In this work we have modelled the capacity fade of NMC/C cells subjected to combined calendar and cycling ageing. The accelerated ageing test campaign was designed to investigate battery ageing at levels and current profiles representative of electric vehicle’s use.
The model identification consisted in two steps. In the first one, a calendar ageing model based on the Eyring law is proposed and a parameter identification is performed on calendar ageing experiment results. In the second step, cycling ageing experimental results are combined to the firstly identified calendar ageing model to obtain the combined ageing model parameters.
The proposed combined ageing model lies on the formulation of a two-step reaction rate. With the analogy between reaction rate equations and capacity fade, this ageing model is simple but effective: based on only two differential equations and seven parameters, it can reproduce the capacity evolution of lithium-ion cells subjected to cycling profiles similar to those found in electric vehicle applications. Moreover, the strong non-linearity of the cycling-calendar combination on ageing can be simulated with this model whereas it cannot be explained with models based on weighted Ah or event-oriented modelling approaches.

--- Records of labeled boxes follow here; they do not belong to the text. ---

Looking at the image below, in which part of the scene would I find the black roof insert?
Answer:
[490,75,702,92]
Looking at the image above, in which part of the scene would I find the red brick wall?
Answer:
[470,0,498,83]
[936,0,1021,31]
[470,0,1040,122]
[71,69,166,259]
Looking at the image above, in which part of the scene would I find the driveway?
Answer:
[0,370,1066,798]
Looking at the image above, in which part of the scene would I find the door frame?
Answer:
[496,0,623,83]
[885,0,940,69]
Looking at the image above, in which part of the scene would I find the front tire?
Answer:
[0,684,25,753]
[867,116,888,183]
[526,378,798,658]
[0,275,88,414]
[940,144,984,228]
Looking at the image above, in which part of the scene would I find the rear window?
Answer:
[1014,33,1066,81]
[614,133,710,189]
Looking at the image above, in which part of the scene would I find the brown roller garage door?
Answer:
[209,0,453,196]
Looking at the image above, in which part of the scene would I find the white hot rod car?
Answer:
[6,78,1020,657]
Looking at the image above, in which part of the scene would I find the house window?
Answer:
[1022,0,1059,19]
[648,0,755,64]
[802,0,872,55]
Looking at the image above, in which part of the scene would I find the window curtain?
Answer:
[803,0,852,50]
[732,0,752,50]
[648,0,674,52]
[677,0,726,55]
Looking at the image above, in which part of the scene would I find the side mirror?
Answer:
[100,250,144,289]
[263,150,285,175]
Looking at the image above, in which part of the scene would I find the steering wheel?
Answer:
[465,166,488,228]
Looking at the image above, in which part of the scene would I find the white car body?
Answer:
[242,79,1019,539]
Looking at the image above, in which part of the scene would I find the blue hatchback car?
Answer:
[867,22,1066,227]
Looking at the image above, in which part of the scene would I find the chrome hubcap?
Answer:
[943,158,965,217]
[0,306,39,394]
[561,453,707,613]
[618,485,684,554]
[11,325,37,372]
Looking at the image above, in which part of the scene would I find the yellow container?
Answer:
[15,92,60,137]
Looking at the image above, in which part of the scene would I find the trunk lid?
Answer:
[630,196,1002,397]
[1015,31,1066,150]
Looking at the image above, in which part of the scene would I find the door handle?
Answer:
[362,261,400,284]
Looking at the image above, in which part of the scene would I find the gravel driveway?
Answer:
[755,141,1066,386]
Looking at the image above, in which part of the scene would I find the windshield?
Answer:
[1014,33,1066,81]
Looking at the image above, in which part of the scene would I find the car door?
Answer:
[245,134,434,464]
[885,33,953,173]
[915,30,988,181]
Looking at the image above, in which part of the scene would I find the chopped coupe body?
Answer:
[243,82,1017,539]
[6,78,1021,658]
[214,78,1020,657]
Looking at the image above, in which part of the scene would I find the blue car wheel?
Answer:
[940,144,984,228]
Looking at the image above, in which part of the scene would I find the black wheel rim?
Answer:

The obtained model opens the perspective of a wide range of applications, for example: battery use assessment, optimal electric vehicle charge scheduling or plug-in hybrid electric vehicle energy management strategy design.
Further work will consist in expand the domain of study. Especially, it will be important to study the combination of cycling and calendar ageing at levels different than 20%, at levels below 50% and at colder temperatures: this would allow to estimate other model parameters as, for instance, the activation energy ().
Other studies could consist in thermal cycling, which may cause different ageing mechanisms to coexist, particularly lithium plating and SEI growth. The succession of ageing mechanisms of different nature may lead to multiple interactions between mechanisms. Analysing such interactions will be helpful to better understand battery degradation in real operation conditions.